Subcampeona de la fase a ocho de clasificación de Lousada, Portugal, hace diez días, España entra hoy en el sorteo de los emparejamientos que fijarán el camino hacia la final con la campeona de su grupo, Ucrania, y las otras seis selecciones que pasaron el corte en el resto de las sedes de clasificación: Austria y Francia (sede de Brest), República Checa y Alemania (Bergen op Zoom, Holanda), y Bielorrusia y Rusia (Kazán).

Con todo por decidir, lo cierto es que son tres las grandes favoritas al título continental. Los equipos de los tres estados surgidos o renacidos de la disolución de la Unión Soviética a comienzos de los años 90 del pasado siglo. Con la anfitriona, Rusia, al frente, liderada por Oksana Selekhmeteva, número 3 del ránking europeo, acompañada por la número 12, Alina Charaeva, y la 79, Elina Avanesyan. Ucrania, con Alina Tsyurpalevych (número 13), Lyobov Kostenko (15) y Daria Snigur (21) también infunde el mayor de los respetos, con España habiendo sufrido ya su poderío en Lousada a comienzos de mes con encajando un 3-0 en contra en la final de la sede portuguesa.
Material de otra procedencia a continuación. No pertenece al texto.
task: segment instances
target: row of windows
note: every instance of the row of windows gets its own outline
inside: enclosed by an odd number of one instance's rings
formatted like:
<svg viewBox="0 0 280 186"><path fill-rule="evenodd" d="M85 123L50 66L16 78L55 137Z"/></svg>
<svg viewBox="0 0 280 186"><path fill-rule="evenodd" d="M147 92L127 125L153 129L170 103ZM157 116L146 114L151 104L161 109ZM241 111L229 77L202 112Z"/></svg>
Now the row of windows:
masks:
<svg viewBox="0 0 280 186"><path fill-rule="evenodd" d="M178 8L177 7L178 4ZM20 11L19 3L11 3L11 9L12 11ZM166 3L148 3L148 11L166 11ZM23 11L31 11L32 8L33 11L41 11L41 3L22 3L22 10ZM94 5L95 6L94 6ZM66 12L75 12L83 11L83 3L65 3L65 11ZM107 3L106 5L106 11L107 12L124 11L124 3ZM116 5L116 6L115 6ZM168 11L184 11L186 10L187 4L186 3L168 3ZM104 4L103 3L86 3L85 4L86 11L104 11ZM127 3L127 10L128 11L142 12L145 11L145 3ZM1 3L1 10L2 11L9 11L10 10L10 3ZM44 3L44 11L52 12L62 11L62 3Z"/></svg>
Bielorrusica, con la tercera jugadora Top-10 de Europa en el cuadro por el título, Viktoriya Kanapatskaya (número 8), parece un escalón por debajo viendo las posiciones de sus otras dos tenistas en el ránking del viejo continente, Kristina Lavickova, número 113, y Klara Novakova, 376.

Prácticamente recién llegada a Kazán, Jéssica Bouzas comentaba a La Voz de Galicia que «la fase de clasificación fue una experiencia inolvidable, ya que también vinieron mis padres a vernos y teníamos más apoyo». Ahora, a más de 5.000 kilómetros de distancia de su hogar en Vilagarcía y casi tantos de su residencia en la Academia Tenis Ferrer de Jávea, Alicante, Bouzas acude a Rusia con intención de darlo todo, y volver con el mejor sabor de boca de su estreno en una fase final del Campeonato de Europa de Selecciones tras haberse quedado en la criba de la clasificatoria en la Winter y Summer Cup del 2016, siendo entonces infantil.

«La fase final es mucho más difícil, pero intentaremos dar lo mejor de nosotras, y hacerlo lo mejor posible. Estoy muy contenta por estar aquí», declara Jéssica. En su mochila con España, el triunfo 6-3/6-2 sobre las italianas Matilde Mariani y Lisa Pigato en el partido definitivo de dobles que, junto a Leyre Romero, selló el pasaporte para Kazán el pasado día 4; y sus notables actuaciones frente a Ucrania, cayendo con Snigur 6-3/7-6(5) y en el dobles con Romero ante Kostenko y Tsyurpalevych 6-1/3-6/10-5.